“I wish I would’ve known this stuff when I was younger.”
That’s a statement I hear all the time. Too many adults these days learned little, if anything, from their parents and schools about money—meaning marketers and our spend-happy culture filled in those gaps.
That’s why I’m so passionate about changing how the next generation views money. And that’s why it’s so important for parents to get involved. Sure, you’ve got a lot going on—soccer games, cheerleading practices, church groups.
But no matter how busy life may be, it’s important to teach your kids about money as early as possible. When you make it a priority now, they’ll make it a priority when they’re an adult!
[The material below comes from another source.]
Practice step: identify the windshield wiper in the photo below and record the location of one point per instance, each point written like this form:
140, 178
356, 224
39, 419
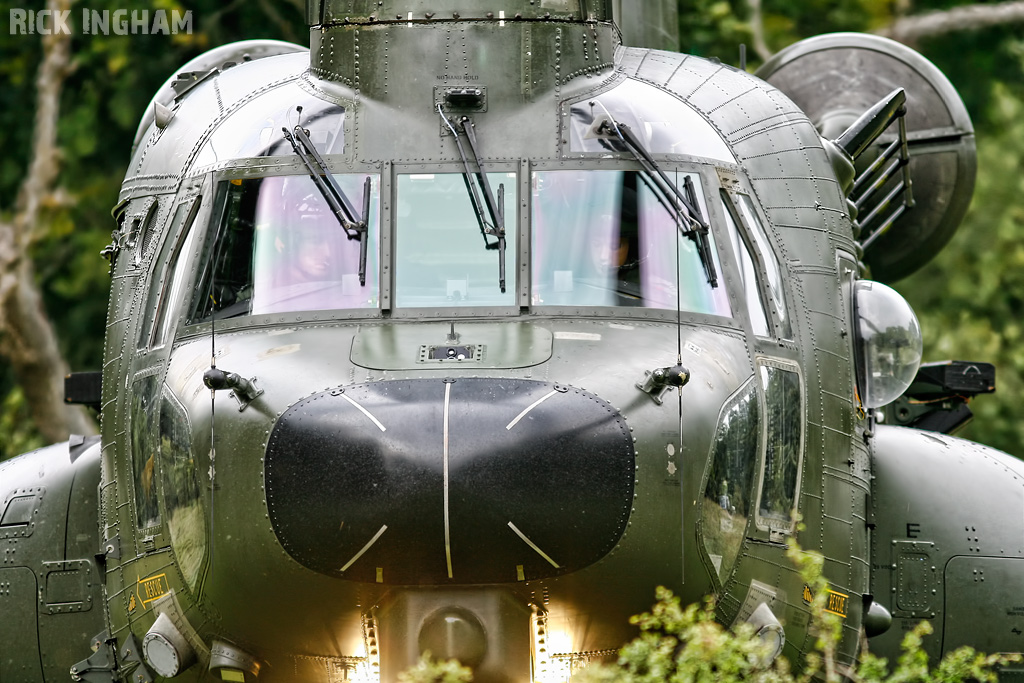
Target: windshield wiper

Let’s take a look at three ways you can teach younger kids (think pre-school to pre-teen) about money.
1. Create Teachable Moments
With kids under 14, you don’t need to sit down and do a written budget. Their envelope system, or the money in the piggy bank, is their budget. I suggest using three envelopes or jars, labeled Spend, Save and Give.
When it’s time for mom and dad to make the budget, don’t be afraid to set up shop in the kitchen while the kids play on the floor or in the room next to you. Even if it’s just for a few minutes, let them sit at the table next to you and “count” their own money while you make the budget.
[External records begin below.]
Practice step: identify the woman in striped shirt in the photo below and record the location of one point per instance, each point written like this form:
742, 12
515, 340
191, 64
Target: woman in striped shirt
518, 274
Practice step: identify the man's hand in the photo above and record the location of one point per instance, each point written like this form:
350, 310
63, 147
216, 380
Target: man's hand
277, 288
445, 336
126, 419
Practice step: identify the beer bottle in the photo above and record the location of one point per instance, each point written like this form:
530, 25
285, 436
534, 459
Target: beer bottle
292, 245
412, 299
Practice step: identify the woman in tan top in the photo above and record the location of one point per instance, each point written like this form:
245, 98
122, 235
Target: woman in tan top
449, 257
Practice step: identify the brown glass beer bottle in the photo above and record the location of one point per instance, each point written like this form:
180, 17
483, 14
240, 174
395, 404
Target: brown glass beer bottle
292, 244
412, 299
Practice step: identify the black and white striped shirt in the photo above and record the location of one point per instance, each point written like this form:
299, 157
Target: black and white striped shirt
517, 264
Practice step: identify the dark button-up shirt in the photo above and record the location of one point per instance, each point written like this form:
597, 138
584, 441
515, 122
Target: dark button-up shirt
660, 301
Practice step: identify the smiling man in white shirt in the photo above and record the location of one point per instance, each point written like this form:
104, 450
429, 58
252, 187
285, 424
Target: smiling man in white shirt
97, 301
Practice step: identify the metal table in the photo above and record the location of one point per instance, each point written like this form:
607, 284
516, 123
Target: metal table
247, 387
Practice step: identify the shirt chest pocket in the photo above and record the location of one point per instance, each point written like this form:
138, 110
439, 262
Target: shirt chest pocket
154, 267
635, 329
The key here is that your kids see you budgeting. Think about how cool it would be to raise children who go their entire lives seeing a monthly budget as a perfectly normal thing to do!
2. Get Your Kids Involved
In our book, Smart Money Smart Kids, my dad shares the story of teaching my older sister, Denise, how to write a check. While he was paying bills, she popped up beside him and asked what he was doing. So he pulled up a chair and taught her how to write a check. She was about 10 years old at the time.
As she filled in the total amount ($238) for the electric bill, she looked at dad with complete surprise. She was shocked electricity could cost that much—especially when dad told her that was just for one month! She then understood why mom always told us to close the door when we went outside.
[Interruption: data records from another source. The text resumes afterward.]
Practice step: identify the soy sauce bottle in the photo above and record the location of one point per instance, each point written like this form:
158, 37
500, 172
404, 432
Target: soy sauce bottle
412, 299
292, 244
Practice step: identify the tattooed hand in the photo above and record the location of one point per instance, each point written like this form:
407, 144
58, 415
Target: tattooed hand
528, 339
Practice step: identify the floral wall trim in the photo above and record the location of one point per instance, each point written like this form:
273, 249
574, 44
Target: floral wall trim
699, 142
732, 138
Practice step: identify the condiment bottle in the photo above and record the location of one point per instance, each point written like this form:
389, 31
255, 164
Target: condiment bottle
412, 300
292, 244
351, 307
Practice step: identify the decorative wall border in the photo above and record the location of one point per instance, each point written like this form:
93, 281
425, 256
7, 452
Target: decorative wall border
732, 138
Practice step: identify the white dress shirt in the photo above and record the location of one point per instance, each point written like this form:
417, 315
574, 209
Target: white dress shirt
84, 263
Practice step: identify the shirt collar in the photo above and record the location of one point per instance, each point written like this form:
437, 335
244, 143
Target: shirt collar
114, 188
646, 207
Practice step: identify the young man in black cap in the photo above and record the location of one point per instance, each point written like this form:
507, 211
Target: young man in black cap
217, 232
What a valuable experience for a child! By simply taking 10 minutes out of his day, my dad taught Denise an incredible lesson that would last for the rest of her life.
3. Teach by Example
My mom was great about this when I was growing up. She used to take me grocery shopping with her all the time. When I was 7, we were checking out and I saw her pull two $100 bills out of her purse. I was shocked! “It costs $200 to buy groceries for us?” I asked her. She laughed and told me when my little brother got older, groceries would cost even more!
Up to that point, I had just taken the food on my plate for granted. That changed when I began to understand that milk and bread and toilet paper cost money. A lot of money! The only reason that experience happened—and stuck with me—is because my mom took the time to model how budgeting worked.
Bottom line: Don’t wait until your kids are in college to teach them about money. Get started now. Keep it simple and age appropriate, but create teachable moments, get them involved, and teach by example.
Take these small steps and, 20 years from now, your kids won’t be saying, “I wish I would’ve know this stuff when I was younger!”